Colonne 1, lignes 61 à 67 : [traduction] « Le système de contrôle de l’argent liquide comprend un assemblage de coffre-fort, y compris un coffre-fort pour sécuriser l’argent liquide et un lecteur de devises jumelé au coffre-fort pour déterminer le montant d’argent liquide reçu dans le coffre-fort. Une unité de contrôle centrale est configurée pour recevoir les renseignements sur le dépôt provenant de l’assemblage de coffre-fort et pour générer et transmettre des rapports sur les renseignements sur le dépôt accumulés au cours d’une période comptable. » Voir également la colonne 4, lignes 3 à 15 et la figure 1, caractéristique 7n.

calculer, par un processeur du coffre-fort, à la fin de la journée pour chacun des jours ouvrables, un montant total d’argent liquide déposé dans le coffre-fort entre la fin de la journée précédant le jour ouvrable respectif et la fin de la journée pour le jour ouvrable respectif;

Voir la colonne 1, ligne 61 à la colonne 2, ligne 1, précités. Rapports produits sur une période comptable, par exemple, un jour ouvrable. Voir également la colonne 8, lignes 64 à 66 : renseignements sur l’argent liquide déposé pendant la journée et transmis à un serveur de renseignements sur l’argent liquide et la colonne 5, lignes 51 à 59.

transmettre par voie électronique, à la fin de la journée de chaque jour ouvrable, un fichier de données respectif indiquant le montant respectif total calculé;

Voir le renvoi à la colonne 8, lignes 64 à 66, précité. Voir également la colonne 5, ligne 65 à la colonne 6, ligne 6.

prendre les dispositions nécessaires, chaque jour ouvrable, permettant à la banque d’accorder un crédit équivalent au montant respectif total calculé indiqué dans le fichier de données respectif transmis par voie électronique;

Voir la colonne 11, lignes 4 à 14 : [traduction] « Dans un autre exemple, la banque peut utiliser les renseignements sur l’argent liquide pour autoriser ou utiliser immédiatement l’argent liquide retiré de l’établissement de l’entreprise, avant qu’il ne soit déposé à la banque […] »

transférer à une installation l’argent liquide déposé dans le coffre-fort;

Voir le passage ci-dessus, ainsi que la colonne 7, lignes 37 à 50, la colonne 9, lignes 10 à 12 et la colonne 10, lignes 34 à 37.

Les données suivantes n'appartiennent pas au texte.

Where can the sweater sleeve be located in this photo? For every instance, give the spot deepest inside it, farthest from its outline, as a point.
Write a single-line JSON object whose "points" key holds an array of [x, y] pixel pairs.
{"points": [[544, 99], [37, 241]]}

vérifier à l’installation le montant de l’argent liquide nécessaire pour produire un montant vérifié;

Voir la colonne 10, lignes 34 à 58 et la discussion sur un agent de vérification.

rajuster le crédit déjà accordé au détaillant en fonction des différences, le cas échéant, entre le montant vérifié et le montant total calculé de l’argent liquide déposé dans le coffre-fort tel qu’il est indiqué dans la fiche de données transmise;

Même si le document D2 divulgue la vérification du montant d’argent liquide recueilli à un établissement d’entreprise et/ou le rapprochement avec ce qui a été déposé dans une banque, ainsi que l’attribution du crédit à une entreprise avant que l’argent liquide ne soit retiré d’un coffre-fort ou après son retrait et avant son dépôt dans une banque, le document D2 ne traite pas du rajustement du crédit fondé sur la vérification et le rapprochement.

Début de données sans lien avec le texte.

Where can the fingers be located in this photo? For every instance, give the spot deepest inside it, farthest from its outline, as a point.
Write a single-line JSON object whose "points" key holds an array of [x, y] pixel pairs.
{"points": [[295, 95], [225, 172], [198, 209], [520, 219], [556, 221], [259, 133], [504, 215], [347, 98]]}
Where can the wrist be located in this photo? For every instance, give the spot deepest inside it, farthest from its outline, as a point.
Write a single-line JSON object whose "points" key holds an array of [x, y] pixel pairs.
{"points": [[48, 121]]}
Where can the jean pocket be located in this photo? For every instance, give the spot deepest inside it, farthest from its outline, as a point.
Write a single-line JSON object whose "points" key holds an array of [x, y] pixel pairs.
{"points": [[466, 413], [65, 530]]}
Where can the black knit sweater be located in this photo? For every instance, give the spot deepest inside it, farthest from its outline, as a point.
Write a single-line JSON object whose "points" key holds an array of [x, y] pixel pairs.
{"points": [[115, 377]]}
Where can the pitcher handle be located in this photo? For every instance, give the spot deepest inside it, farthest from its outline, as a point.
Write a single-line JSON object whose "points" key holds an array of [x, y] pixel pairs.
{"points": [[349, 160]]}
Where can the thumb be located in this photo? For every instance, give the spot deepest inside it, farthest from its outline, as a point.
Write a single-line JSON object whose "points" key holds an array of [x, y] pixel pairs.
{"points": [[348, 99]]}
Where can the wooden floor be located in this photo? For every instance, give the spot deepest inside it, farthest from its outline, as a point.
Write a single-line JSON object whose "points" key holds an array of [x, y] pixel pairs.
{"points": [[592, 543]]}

suivre les rajustements de crédit au détaillant et saisir les rajustements suivis dans une base de données,

Puisque le document D2 ne traite pas des rajustements de crédit, il ne traite pas du suivi de ces rajustements. Le document D2 divulgue le suivi des dépôts de l’argent liquide au coffre-fort en fonction de la personne qui a effectué le dépôt (colonne 4, lignes 25 à 45). Le document D2 divulgue également un rapprochement de l’argent liquide reçu en magasin et/ou une vérification des dépôts bancaires (le document D2 à la colonne 10, ligne 65, à la colonne 11, ligne 3, ainsi qu’à la colonne 10, lignes 34 à 58 et la discussion sur un agent de vérification).

dans le cadre duquel l’étape du suivi comprend le suivi de l’identité d’un créateur d’un ou de plusieurs dépôts correspondant à chaque rajustement et le suivi de l’identité du personnel de l’installation qui traite le ou les dépôts à l’installation, et la saisie des identités suivies dans la base de données.

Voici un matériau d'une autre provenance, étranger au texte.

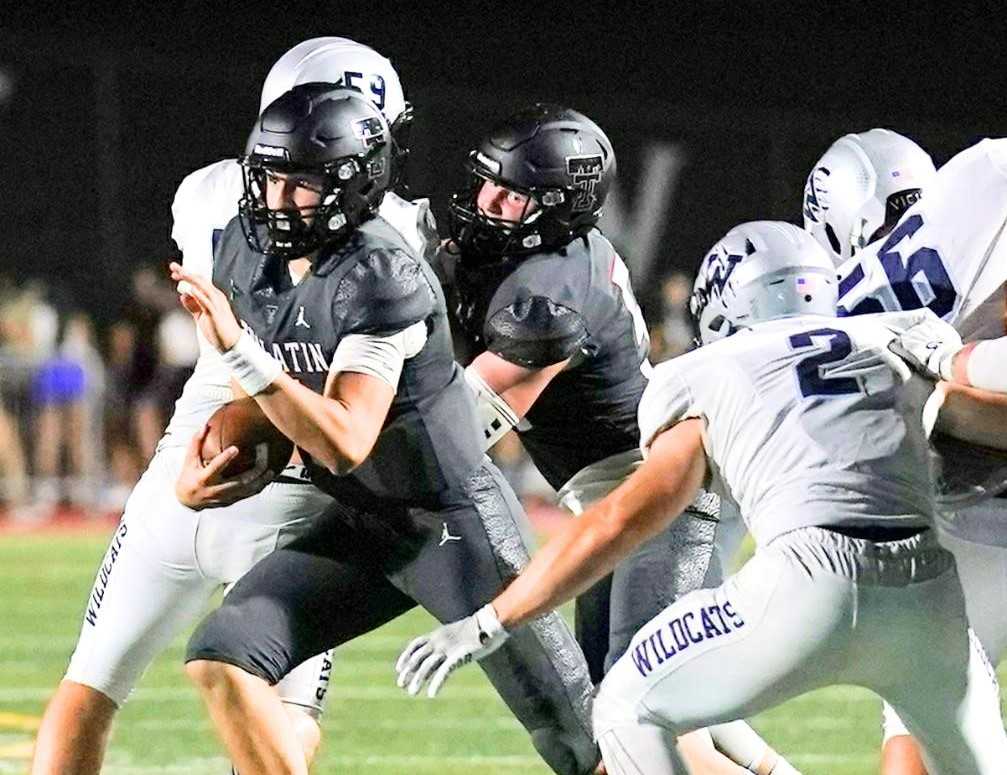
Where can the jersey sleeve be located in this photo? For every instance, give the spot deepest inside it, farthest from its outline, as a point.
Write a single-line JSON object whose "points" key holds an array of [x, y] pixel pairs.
{"points": [[204, 201], [668, 400], [535, 332], [386, 292]]}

Comme il a été mentionné précédemment, le document D2 divulgue le suivi des personnes qui effectuent des dépôts dans les coffres-forts. Le document D2 divulgue également le suivi de l’identité du service blindé qui transporte l’argent liquide du coffre-fort (le document D2, la colonne 9, lignes 34 à 38). Toutefois, étant donné que le document D2 ne divulgue aucun rajustement du crédit attribué à un détaillant, il ne divulgue aucun suivi des rajustements ni de détails sur ce suivi.

À la lumière des différences indiquées ci-dessus en ce qui concerne les trois derniers éléments de la revendication 1, nous acceptons de manière préliminaire les différences indiquées à la page 8 de la DF.

Ces différences sont communes aux autres revendications indépendantes 6, 9, 11 et 15.

En ce qui a trait à toute différence supplémentaire relative aux revendications dépendantes, nous les évaluons à l’étape 4 de Sanofi, au besoin.

(4) Abstraction faite de toute connaissance de l’invention revendiquée, ces différences constituent‑elles des étapes évidentes pour la personne versée dans l’art ou dénotent‑elles quelque inventivité?

La DF fait référence à l’antériorité D4 et aux CGC pertinentes comme comblant l’écart entre le document D2 et le concept inventif de la revendication 1 au dossier.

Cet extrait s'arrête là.